Looking further ahead, Zheng said that China-Germany cooperation in the digital economy, green economy and healthcare sector offers huge potential.
For instance, an mRNA vaccine against the coronavirus co-developed by Chinese pharmaceutical company Fosun Pharma and the German vaccine producer BioNTech has entered late-stage clinical trials, and will likely be available for mass use this winter, Hui Aimin, vice president of Fosun, told the Global Times on Saturday.
During the China International Fair for Trade in Services held in Beijing last week, a new Sino-German International Cooperation Industrial Park covering 20 square kilometers was announced for suburban Beijing, focusing on new-energy vehicles, aerospace, smart devices and the industrial internet. More than 60 German companies have agreed to join.

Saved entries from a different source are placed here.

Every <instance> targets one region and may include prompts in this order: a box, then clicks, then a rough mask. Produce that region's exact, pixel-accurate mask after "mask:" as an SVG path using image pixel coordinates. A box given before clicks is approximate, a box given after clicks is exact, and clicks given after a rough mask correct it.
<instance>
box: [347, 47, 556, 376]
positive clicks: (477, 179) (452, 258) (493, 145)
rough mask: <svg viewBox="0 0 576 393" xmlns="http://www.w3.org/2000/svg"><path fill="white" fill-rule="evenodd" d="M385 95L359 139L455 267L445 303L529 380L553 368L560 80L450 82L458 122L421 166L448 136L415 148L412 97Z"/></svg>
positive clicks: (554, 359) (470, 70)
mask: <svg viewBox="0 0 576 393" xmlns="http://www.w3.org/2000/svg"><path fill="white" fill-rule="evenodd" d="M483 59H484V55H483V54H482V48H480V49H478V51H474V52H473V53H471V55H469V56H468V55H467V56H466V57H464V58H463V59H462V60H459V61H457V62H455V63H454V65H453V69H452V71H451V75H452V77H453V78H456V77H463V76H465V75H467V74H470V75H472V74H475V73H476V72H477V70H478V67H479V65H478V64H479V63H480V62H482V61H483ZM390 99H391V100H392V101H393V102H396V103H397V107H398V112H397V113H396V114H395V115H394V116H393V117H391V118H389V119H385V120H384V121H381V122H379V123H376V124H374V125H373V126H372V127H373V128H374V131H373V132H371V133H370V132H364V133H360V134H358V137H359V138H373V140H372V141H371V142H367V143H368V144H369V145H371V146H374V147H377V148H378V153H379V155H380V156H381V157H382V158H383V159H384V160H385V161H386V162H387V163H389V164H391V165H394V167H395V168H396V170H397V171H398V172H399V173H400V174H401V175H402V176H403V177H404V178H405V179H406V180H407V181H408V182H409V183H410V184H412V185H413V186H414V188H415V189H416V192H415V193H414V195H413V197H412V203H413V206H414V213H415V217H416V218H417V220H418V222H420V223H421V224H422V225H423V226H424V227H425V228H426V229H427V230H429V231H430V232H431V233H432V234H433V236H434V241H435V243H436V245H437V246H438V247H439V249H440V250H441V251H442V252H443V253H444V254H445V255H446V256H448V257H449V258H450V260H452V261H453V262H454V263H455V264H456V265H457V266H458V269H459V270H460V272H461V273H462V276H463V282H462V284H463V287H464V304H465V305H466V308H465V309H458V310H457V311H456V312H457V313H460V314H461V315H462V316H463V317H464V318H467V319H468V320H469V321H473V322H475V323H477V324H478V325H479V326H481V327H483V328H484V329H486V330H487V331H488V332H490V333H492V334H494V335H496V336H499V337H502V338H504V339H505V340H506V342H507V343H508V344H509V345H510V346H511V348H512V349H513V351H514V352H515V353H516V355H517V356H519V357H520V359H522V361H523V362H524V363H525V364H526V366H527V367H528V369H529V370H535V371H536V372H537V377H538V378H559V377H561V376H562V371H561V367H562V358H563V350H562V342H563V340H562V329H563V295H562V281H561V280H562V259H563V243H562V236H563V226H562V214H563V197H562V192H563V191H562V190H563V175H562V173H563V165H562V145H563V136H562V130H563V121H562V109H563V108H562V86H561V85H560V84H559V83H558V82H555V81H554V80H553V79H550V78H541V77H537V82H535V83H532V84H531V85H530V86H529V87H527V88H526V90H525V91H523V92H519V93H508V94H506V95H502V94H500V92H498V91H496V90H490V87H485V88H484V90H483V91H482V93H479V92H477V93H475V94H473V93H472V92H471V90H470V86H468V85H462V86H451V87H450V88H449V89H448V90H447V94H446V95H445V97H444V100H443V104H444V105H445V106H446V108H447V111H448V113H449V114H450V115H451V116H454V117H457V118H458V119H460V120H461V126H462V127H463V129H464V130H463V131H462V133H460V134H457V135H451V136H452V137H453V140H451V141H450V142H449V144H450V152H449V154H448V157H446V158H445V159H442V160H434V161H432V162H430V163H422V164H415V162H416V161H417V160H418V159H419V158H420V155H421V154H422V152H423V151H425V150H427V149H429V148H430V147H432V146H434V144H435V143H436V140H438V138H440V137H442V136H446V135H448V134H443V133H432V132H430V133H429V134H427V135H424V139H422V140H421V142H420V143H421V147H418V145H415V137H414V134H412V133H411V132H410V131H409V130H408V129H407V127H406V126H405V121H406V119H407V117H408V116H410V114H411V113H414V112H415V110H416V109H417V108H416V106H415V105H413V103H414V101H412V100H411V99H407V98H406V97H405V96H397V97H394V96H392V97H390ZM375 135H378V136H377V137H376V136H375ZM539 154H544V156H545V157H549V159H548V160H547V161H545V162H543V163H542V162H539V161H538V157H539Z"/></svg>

As New York Times opinion columnist Thomas Friedman wrote, "As Berlin goes, so goes Germany, and as Germany goes, so goes the EU, the world's biggest single market. And whichever country - the United States or China - is able to leverage the EU on its side in the competition for whose technology standards, trade rules and technology will prevail and set the rules for global digital commerce in the 21st century."
In 2019, bilateral trade between China and Germany hit 205.7 billion euros, the Xinhua News Agency reported. China has remained Germany's most important trading partner for four consecutive years, and is of particular importance to the country's machinery, auto and chemical engineering sectors.